As it turned out, the Lumia 1020 could be considered the end of a certain era for Nokia. Less than two months after the phone went on sale, Microsoft announced on September 2, 2013 it would buy Nokia's smartphone business. The deal was completed in April 2014, with Microsoft started selling its own Lumia Windows Phone devices. The Lumia 1020 reached its own "end of life" date very early in September 2014.

There were rumors that Microsoft had plans to launch a successor to the Lumia 1020 in 2014, under the code name "McLaren". It would have had an updated 50MP rear camera, but it also would have had a "3D touch" display. Microsoft had developed technology that would have allowed the phone's owners to interact with the phone's display without actually touching it.

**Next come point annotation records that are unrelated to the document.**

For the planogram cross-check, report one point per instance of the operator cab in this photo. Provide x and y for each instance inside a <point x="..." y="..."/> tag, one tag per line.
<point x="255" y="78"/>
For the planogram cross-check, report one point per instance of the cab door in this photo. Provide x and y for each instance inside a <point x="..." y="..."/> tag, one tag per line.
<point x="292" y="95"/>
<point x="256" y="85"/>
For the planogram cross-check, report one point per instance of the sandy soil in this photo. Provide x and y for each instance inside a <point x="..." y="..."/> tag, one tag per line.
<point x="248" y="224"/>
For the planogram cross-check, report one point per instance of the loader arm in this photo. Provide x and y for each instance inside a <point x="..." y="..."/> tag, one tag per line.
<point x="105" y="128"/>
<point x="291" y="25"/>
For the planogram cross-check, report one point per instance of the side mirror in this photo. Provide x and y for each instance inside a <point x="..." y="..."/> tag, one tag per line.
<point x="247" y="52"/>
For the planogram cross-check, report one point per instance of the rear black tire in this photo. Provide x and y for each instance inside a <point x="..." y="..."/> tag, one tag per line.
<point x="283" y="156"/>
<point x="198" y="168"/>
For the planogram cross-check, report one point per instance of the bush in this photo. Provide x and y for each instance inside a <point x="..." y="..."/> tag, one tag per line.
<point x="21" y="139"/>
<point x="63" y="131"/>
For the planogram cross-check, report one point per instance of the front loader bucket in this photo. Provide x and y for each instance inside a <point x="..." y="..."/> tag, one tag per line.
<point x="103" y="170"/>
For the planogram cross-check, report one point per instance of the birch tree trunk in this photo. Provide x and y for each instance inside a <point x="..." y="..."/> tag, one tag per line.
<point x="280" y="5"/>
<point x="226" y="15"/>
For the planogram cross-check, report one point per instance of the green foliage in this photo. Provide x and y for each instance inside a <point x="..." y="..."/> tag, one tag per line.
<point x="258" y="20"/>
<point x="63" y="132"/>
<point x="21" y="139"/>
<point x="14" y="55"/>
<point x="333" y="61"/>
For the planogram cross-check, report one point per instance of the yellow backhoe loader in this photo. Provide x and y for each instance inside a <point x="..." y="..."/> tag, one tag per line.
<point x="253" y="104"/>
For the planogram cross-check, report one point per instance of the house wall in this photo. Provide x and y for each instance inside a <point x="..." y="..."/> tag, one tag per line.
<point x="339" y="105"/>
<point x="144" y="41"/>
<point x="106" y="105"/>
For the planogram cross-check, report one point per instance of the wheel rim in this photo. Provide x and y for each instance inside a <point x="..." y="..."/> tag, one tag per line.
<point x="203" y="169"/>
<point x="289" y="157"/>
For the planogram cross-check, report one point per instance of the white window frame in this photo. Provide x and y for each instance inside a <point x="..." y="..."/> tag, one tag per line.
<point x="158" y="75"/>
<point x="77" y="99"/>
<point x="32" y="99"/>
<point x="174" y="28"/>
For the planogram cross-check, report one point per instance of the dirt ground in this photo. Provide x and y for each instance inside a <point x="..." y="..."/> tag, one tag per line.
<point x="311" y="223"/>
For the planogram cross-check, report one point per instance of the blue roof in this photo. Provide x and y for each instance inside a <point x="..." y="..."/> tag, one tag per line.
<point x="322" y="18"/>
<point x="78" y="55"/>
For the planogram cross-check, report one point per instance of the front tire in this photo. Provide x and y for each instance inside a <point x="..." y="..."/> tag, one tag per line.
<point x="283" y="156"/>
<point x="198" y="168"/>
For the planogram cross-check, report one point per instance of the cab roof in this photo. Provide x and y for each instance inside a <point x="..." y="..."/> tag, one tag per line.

Those plans were canceled in mid-2014 as part of an overall cost-cutting plan at Microsoft. However, leaked photos and videos of the McLaren prototypes eventually found their way onto the internet. In 2016, Microsoft got out of the mobile phone hardware business entirely.

The Lumia 1020 was the last major smartphone from Nokia before Microsoft announced its plans to purchase its smartphone assets. It certainly made itself look different than any other smartphone on the market, but even its 41MP camera wasn't enough to convince Apple and Android buyers to jump ship.